The OECD's top-coded measure of tax progressivity misses an outstanding aspect of the US tax system: that the effective tax rate is declining in income at the top of the distribution. In this country, the rich enjoy a variety of tax advantages. Those include a lower tax rate for capital gains,the famed "carried interest loophole" that lets hedge fund managers pay income taxes as though they are capital gains, and all manner of tax deductions that are more valuable if you have a higher income. That declining effective tax rate is why Warren Buffett's tax burden is lower than his secretary's.

Obviously, these facts makes the US tax system more regressive, but not as measured by the OECD.

Konczal also cites the great paper by Piketty, Saez, and Stantcheva (discussed at length in Capital in the 21st Century) arguing that the statutory decline in the top marginal tax rate is why the US has become so much more unequal in the past several decades. At the Center for Equitable Growth's annual conference last month, Saez argued that we already know how to reduce inequality at the top: progressive income taxes. He repeated that at an event at the University of Chicago this past week. In some ways, this is disappointing to those of us thinking up what to do about inequality, because of course we've known progressive taxation is effective since the publication of the Gotha Program in 1875 and the enactment of a permanent federal income tax in the US in the Progressive Era.

Finally, let's get back to the question of revenue, which is in fact where Martin and Hertel-Fernandez focus. The US income distribution post-tax-and-transfer has become more unequal since the late 1970s. But our spending programs have remained intact. They've become more expensive because of the in-kind nature of the government's healthcare commitments. They've also become more tilted toward the elderly of all income levels, as opposed to the poor, thanks to the aforementioned trend as well as the enactment of Medicare Part D. But it's fair to say that on the spending side, redistribution hasn't changed *that much.*

On the revenue side, however, we've become much less redistributive, thanks to regressification at the very top. I've plotted the post-tax income concentration over time against the statutory top marginal tax rate below.

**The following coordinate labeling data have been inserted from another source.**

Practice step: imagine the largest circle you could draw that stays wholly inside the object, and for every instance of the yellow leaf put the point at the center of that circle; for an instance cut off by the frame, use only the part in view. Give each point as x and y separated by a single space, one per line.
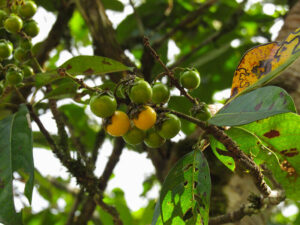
261 60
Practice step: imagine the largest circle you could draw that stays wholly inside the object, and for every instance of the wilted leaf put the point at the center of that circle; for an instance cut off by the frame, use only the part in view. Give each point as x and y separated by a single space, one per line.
185 194
15 155
258 104
263 63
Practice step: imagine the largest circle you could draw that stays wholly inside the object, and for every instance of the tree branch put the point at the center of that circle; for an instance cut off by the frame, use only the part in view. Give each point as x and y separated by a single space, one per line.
238 155
169 73
189 18
56 33
89 206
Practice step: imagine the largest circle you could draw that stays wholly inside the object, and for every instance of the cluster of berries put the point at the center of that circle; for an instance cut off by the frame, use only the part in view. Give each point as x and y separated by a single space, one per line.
141 123
16 22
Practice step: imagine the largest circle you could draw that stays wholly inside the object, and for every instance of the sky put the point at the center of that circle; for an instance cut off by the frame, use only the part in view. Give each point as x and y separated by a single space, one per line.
133 167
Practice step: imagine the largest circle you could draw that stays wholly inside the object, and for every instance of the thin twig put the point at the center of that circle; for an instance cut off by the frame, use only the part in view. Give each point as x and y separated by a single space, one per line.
190 18
112 162
63 136
169 73
76 140
138 19
75 206
89 206
98 143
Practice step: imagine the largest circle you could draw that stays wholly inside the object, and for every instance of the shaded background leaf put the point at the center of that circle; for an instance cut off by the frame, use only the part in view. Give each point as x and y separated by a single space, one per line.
185 194
15 155
255 105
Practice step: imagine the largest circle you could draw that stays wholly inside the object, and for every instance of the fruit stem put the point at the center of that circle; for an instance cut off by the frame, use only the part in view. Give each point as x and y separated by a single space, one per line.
169 72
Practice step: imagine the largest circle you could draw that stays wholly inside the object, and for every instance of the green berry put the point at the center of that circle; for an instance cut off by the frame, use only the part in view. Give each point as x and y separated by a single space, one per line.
27 71
28 9
103 105
3 16
6 49
140 92
25 44
153 139
21 54
160 93
170 126
14 76
13 24
190 79
31 28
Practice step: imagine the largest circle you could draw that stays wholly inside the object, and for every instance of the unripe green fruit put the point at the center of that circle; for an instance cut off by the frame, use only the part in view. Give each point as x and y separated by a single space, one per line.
153 139
140 92
103 105
190 79
36 48
134 136
13 24
6 49
3 16
21 54
14 76
201 111
160 93
170 127
27 71
26 44
31 28
28 9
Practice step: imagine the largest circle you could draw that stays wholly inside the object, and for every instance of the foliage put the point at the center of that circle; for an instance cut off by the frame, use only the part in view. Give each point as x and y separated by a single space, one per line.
264 125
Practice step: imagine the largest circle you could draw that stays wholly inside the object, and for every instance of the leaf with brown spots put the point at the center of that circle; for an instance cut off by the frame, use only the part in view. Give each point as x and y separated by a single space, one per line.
272 134
185 193
89 65
281 134
263 63
255 105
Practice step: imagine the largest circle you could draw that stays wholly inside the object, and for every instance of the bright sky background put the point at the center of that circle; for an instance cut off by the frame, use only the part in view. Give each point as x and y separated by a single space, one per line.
132 168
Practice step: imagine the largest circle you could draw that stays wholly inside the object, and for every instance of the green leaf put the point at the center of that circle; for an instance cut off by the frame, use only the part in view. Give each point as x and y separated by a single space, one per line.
273 141
15 155
247 142
88 65
64 90
181 104
81 124
113 5
256 105
185 194
39 140
42 79
280 134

The CBO's measure of post-tax income share of the top quintile is on the right axis, and the statutory top marginal income tax rate is on the left axis.




The time trend isn't dispositive, but it is highly suggestive. Post-tax income inequality has gone up as the tax rate has gone down. Piketty and Saez (2006) look at the declining progressivity of the US tax system in more detail and in a comparative context. Their entire body of research is what underlies Saez's argument that we need to get back to talking about tax progressivity.

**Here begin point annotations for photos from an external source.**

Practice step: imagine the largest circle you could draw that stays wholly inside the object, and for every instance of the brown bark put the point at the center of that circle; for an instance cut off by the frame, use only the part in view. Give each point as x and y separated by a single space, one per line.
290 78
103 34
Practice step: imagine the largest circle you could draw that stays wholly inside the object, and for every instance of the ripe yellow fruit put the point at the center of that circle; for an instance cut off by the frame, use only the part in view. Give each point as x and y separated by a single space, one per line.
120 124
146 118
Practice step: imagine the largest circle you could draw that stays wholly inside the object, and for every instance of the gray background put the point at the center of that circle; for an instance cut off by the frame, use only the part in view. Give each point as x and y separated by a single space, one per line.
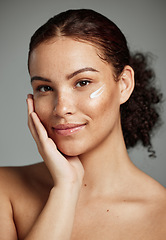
143 23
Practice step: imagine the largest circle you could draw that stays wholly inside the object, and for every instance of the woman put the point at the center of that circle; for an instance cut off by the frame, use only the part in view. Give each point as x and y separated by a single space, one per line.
83 114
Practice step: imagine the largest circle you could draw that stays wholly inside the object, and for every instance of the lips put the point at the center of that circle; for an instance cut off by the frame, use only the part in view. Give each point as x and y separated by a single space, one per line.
68 129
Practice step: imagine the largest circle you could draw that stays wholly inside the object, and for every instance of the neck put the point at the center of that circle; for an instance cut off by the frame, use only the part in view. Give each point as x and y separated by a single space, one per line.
106 164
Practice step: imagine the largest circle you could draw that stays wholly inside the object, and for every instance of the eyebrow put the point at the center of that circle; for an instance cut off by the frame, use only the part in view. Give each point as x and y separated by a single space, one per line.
40 79
86 69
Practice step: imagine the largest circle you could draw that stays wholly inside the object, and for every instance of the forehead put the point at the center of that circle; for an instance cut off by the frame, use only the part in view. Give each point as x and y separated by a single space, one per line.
65 54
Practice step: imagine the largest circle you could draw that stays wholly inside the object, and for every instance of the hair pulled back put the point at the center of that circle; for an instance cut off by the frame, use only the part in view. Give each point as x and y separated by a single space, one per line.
138 114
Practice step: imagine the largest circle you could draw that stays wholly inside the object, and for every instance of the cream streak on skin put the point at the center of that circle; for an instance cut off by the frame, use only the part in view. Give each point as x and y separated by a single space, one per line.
97 93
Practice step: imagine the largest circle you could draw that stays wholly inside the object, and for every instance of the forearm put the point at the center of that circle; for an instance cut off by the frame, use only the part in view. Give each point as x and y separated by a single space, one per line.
56 219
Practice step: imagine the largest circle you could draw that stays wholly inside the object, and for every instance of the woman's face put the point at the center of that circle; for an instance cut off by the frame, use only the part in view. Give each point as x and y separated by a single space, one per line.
75 94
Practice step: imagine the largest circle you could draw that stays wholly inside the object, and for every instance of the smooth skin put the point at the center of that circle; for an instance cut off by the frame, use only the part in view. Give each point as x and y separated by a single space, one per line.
86 187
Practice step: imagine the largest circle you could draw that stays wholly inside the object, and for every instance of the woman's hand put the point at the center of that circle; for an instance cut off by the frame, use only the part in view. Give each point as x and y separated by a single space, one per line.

Crucially, though, that's not because of revenue. Saez's argument, and Piketty's in Capital in the 21st Century, is that we should enact progressive taxes precisely because that would compress the pre-tax income distribution. It's not about increasing the government's revenue, but rather about creating a more egalitarian society. In theory that could be done through redistribution, but if Piketty, Saez, and Stantcheva are correct, the reason for high incomes in the first place is just bargaining power, and society doesn't lose anything by reducing them.

When President Obama committed himself not to raise taxes on households earning less than $250,000, some commenters decried the implication that we wouldn't be able to enact an ambitious liberal agenda without a larger tax base. First of all, thanks to tail inequality, the tax base above $250,000 is quite high if you get serious about loopholes and overseas tax havens, as the administration has to some extent. But more importantly, and contra Martin and Hertel-Fernandez, we don't need ambitious redistribution to deal with inequality.

9 comments:

  1. I love the notion that we don't need the wealthiest's money. The Government has plenty and, since it happens to own the printing press, it can make more whenever needed. So if each of the top fifty would pony up say, twenty million each, I will be pleased to host a party to burn it. We need to destroy pre tax income at the top.